TRENTON — President Donald Trump, speaking with New Jersey 101.5's Bill Spadea on Friday morning, said New Jersey has a "good governor" who is "working hard" on the novel coronavirus crisis.

The brief praise in the 10-minute call from the sitting president came even as Trump pushed for much of the country to reopen its economy, something Gov. Phil Murphy has been reluctant to do completely in a state that has seen the second-most coronavirus cases and nearly 10,000 deaths.

Murphy, a Democrat, has shied away from criticisms of the Trump administration's response to the pandemic that some other governors of his party have made and has publicly thanked Trump and Vice President Mike Pence's cooperation with the state.

Later Monday, Murphy specifically thanked the president for his administration's grant of a $1.4B award to New Jersey Transit.

Spadea, New Jersey 101.5's morning show host, has been deeply critical of the New Jersey leadership's response, arguing for a faster reopening of the state and saying Murphy's administration has failed in its leadership through the pandemic.

"He's very liberal, and you're not there, and I'm not there, but he's trying, he is trying, very hard," Trump told Spadea.
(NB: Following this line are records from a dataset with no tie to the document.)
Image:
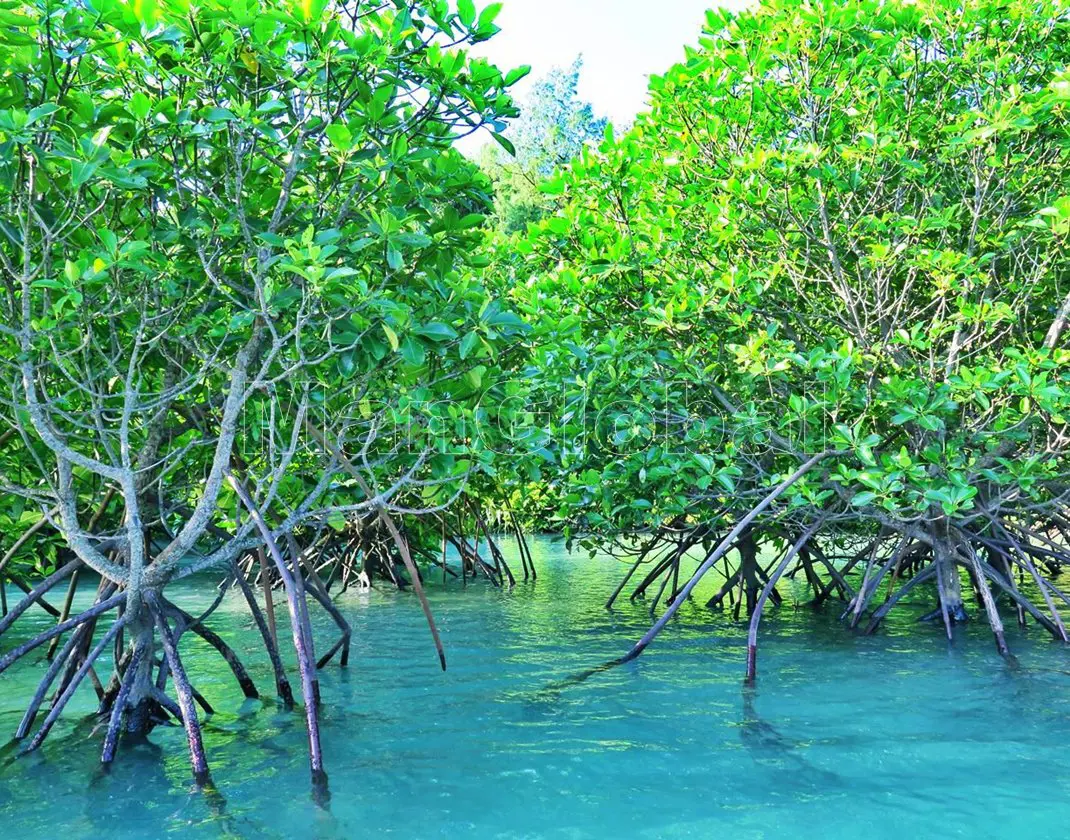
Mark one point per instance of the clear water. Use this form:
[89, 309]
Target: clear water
[896, 735]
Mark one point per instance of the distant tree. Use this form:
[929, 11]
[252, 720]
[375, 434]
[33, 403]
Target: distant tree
[552, 130]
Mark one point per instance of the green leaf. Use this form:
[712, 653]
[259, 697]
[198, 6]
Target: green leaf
[465, 10]
[340, 136]
[437, 332]
[412, 351]
[470, 342]
[140, 105]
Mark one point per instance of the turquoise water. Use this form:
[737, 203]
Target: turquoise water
[899, 735]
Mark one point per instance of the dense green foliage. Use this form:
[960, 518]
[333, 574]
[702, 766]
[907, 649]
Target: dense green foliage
[222, 199]
[841, 226]
[811, 306]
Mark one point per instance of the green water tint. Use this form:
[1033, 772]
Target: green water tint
[895, 735]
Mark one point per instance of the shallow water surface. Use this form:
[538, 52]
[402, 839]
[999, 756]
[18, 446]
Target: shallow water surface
[895, 735]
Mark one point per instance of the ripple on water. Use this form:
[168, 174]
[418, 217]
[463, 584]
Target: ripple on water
[891, 735]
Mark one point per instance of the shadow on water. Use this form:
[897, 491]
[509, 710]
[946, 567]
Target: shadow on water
[767, 746]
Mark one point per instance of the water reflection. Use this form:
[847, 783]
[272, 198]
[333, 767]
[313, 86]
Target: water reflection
[895, 734]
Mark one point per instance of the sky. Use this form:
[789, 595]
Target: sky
[623, 42]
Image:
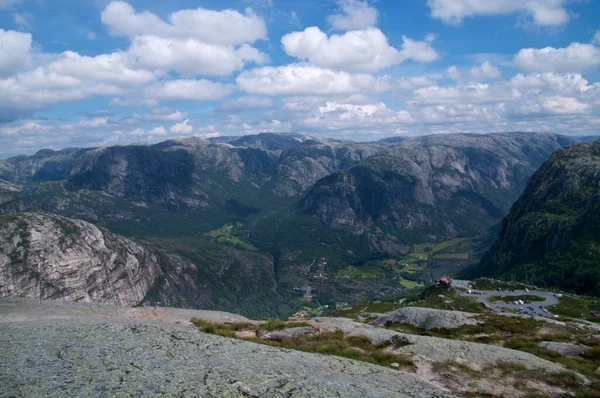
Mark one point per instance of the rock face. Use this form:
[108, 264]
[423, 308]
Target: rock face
[303, 207]
[552, 234]
[87, 356]
[7, 191]
[436, 187]
[427, 318]
[45, 165]
[71, 260]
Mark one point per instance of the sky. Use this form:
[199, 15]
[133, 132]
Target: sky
[98, 72]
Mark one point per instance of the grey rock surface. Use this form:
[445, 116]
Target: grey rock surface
[434, 349]
[68, 259]
[427, 318]
[92, 356]
[290, 332]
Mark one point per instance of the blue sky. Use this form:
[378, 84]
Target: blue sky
[98, 72]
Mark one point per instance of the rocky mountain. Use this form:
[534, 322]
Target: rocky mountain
[265, 224]
[67, 259]
[551, 236]
[431, 188]
[48, 255]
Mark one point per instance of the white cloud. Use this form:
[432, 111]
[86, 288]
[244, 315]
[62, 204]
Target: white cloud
[577, 57]
[359, 50]
[160, 130]
[22, 20]
[411, 83]
[182, 128]
[114, 68]
[478, 73]
[564, 105]
[301, 79]
[342, 116]
[15, 50]
[7, 4]
[227, 27]
[188, 90]
[246, 102]
[354, 14]
[191, 57]
[453, 72]
[485, 71]
[164, 115]
[418, 51]
[542, 12]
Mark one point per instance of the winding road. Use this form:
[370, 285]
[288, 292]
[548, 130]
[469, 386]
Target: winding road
[498, 306]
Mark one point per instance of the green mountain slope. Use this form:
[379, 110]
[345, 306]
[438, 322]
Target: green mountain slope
[267, 224]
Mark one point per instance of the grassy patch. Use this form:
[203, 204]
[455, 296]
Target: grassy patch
[451, 256]
[447, 244]
[330, 343]
[228, 234]
[221, 329]
[510, 299]
[338, 344]
[364, 271]
[410, 284]
[276, 324]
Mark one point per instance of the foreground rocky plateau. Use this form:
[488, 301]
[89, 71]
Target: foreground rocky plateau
[53, 348]
[68, 349]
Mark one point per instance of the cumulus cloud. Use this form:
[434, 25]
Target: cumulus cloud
[482, 72]
[542, 12]
[302, 79]
[7, 4]
[164, 115]
[71, 76]
[577, 57]
[193, 42]
[246, 103]
[15, 50]
[342, 116]
[182, 128]
[227, 27]
[188, 90]
[354, 14]
[191, 57]
[359, 50]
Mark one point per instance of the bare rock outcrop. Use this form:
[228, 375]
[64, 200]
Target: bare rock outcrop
[91, 356]
[60, 258]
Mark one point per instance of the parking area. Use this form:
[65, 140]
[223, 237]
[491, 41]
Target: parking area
[542, 307]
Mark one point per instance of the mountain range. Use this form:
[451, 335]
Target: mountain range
[269, 223]
[551, 237]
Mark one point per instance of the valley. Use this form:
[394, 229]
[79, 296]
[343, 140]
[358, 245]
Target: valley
[270, 224]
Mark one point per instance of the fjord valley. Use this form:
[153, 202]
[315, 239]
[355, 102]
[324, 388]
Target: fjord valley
[300, 198]
[262, 225]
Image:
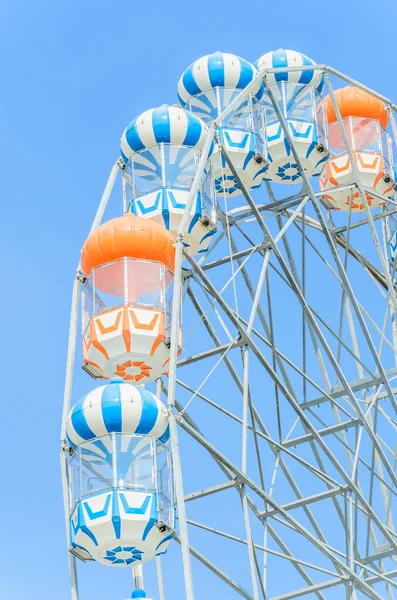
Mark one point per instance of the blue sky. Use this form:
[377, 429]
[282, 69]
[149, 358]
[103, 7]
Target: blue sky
[73, 74]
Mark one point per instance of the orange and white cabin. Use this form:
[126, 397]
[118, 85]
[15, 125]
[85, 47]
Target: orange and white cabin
[365, 120]
[128, 266]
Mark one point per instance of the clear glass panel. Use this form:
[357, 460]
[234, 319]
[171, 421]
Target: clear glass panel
[114, 460]
[107, 282]
[169, 290]
[74, 477]
[164, 484]
[147, 170]
[125, 281]
[208, 194]
[144, 283]
[87, 303]
[362, 134]
[96, 472]
[295, 101]
[135, 462]
[180, 165]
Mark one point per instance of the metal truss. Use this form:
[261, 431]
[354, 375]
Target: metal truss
[283, 414]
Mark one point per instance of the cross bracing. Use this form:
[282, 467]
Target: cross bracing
[282, 406]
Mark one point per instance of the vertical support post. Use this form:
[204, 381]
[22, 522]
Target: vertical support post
[67, 397]
[137, 574]
[175, 333]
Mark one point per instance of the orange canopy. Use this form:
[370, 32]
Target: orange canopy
[131, 237]
[354, 102]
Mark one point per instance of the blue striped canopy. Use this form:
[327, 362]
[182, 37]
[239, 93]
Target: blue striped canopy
[117, 407]
[217, 70]
[166, 124]
[290, 58]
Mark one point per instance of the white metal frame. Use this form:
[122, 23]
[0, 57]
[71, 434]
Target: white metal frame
[356, 405]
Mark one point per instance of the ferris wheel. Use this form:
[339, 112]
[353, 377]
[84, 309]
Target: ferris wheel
[240, 318]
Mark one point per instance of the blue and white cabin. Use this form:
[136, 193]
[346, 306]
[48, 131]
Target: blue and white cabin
[206, 88]
[120, 474]
[161, 148]
[298, 96]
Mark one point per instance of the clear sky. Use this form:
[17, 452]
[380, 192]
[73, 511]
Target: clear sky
[72, 75]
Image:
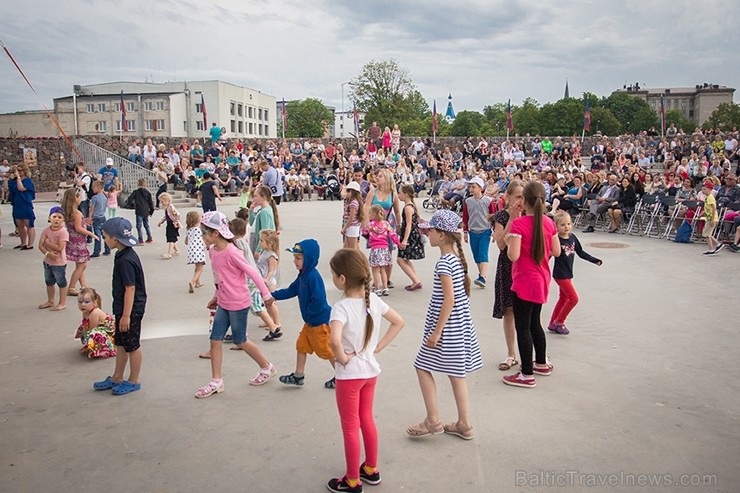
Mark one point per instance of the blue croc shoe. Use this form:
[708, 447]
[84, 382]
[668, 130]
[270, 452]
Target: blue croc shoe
[126, 387]
[106, 384]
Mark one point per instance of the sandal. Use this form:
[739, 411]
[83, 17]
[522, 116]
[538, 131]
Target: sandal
[210, 389]
[458, 431]
[425, 428]
[264, 375]
[126, 387]
[272, 335]
[507, 363]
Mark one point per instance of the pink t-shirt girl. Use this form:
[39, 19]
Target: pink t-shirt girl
[231, 269]
[530, 281]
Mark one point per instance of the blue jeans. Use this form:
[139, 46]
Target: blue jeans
[143, 220]
[98, 231]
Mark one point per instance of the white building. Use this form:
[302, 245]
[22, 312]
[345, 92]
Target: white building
[170, 109]
[344, 124]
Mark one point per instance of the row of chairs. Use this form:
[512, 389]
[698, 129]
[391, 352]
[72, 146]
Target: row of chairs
[658, 216]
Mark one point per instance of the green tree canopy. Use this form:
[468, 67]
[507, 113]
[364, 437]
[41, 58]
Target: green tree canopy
[306, 118]
[725, 117]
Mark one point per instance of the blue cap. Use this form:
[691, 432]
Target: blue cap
[120, 229]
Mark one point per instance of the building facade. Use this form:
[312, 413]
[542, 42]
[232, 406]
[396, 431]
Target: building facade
[170, 109]
[695, 103]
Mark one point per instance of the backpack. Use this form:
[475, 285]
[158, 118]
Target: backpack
[683, 235]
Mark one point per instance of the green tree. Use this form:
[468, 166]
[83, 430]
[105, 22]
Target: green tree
[306, 118]
[633, 113]
[676, 117]
[387, 95]
[604, 121]
[725, 117]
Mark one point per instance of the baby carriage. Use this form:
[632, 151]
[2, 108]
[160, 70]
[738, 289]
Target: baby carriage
[333, 188]
[433, 202]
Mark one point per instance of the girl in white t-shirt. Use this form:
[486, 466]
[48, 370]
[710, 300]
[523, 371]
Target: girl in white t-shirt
[355, 326]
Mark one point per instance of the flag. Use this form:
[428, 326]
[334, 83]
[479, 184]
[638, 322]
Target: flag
[509, 122]
[434, 118]
[357, 121]
[124, 125]
[203, 110]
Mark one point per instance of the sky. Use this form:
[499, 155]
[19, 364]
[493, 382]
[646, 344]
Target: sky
[480, 51]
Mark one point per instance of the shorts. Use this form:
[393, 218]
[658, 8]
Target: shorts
[236, 319]
[129, 340]
[314, 340]
[479, 244]
[55, 274]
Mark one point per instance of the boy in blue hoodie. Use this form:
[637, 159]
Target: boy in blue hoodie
[315, 311]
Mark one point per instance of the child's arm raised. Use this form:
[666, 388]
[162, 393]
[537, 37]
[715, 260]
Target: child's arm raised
[448, 291]
[397, 323]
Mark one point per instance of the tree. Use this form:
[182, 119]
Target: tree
[307, 118]
[725, 117]
[386, 94]
[676, 117]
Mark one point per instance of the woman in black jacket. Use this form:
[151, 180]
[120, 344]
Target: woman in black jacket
[625, 203]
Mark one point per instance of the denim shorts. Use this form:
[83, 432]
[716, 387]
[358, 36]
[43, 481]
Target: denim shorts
[479, 244]
[236, 319]
[55, 274]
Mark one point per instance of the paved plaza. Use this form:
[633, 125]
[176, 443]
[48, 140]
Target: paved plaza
[643, 385]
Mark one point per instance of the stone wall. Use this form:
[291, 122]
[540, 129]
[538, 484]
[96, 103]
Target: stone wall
[52, 156]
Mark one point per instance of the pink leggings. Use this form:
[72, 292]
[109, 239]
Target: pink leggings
[355, 404]
[566, 302]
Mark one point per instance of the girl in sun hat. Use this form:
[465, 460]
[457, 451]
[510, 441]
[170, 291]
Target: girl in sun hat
[231, 301]
[450, 344]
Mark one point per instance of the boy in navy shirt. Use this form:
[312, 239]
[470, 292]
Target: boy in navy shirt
[129, 303]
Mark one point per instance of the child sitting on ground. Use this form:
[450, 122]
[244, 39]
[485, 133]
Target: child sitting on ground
[97, 329]
[311, 293]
Trump described New Jersey as a state with a mixed situation: "A lot of those areas are not very much affected, and certain areas are affected up north. New Jersey has seen the strongest concentration of its cases in northern counties closer to New York City, with more than 17,000 cases in Bergen County, according to state figures.

Spadea has cited other states that he said haven't seen surges as they've reopened, pointing on the call with Trump to examples in Florida and Georgia.

Trump gave the example of Wisconsin, saying "That was shut tight and now it's getting back — and safely getting back."

The president said critics of his administration's response and some states' leaders were using the pandemic for "political fodder."

"The worse the country does, the better they think it does for them in November," Trump said.

Trump and Spadea didn't engage much on Murphy's specific response, though they found common ground on issues of globalism — "you don't have power over your own country, especially with things like medicine, and pharmaceutical products, and other things," Trump said — and a broader reopening of the country.

Trump said he doesn't want to see a "new normal" with people distant from each other and needing to wear masks in public. "Who wants to do that?" he asked. He said he's optimistic for a vaccine by the end of the year.

When he next goes to a football game, he said, "I want to sit next to people."

The president's administration has given states guidelines for reopening in stages, urging that states with still-high numbers of new cases and deaths should take a slower path than those on downward trajectories.

New Jersey, though it continues to have one of the highest concentrations of cases overall, has seen its rate of growth and hospital usage decline in recent weeks. Even so, it continues to register hundreds of new deaths per day, and Murphy noted in his own daily press briefing Thursday it continues to lead the nation in deaths per capita.

Trump stressed his administration had helped New Jersey with ventilators and a hospital ship, and noted more than once some portions of the state had been harder-hit than others.

"There's a cost on the other side ... There's a cost of being almost incarcerated and locked up," Trump said. Among those costs, he said, were suicide and drug use.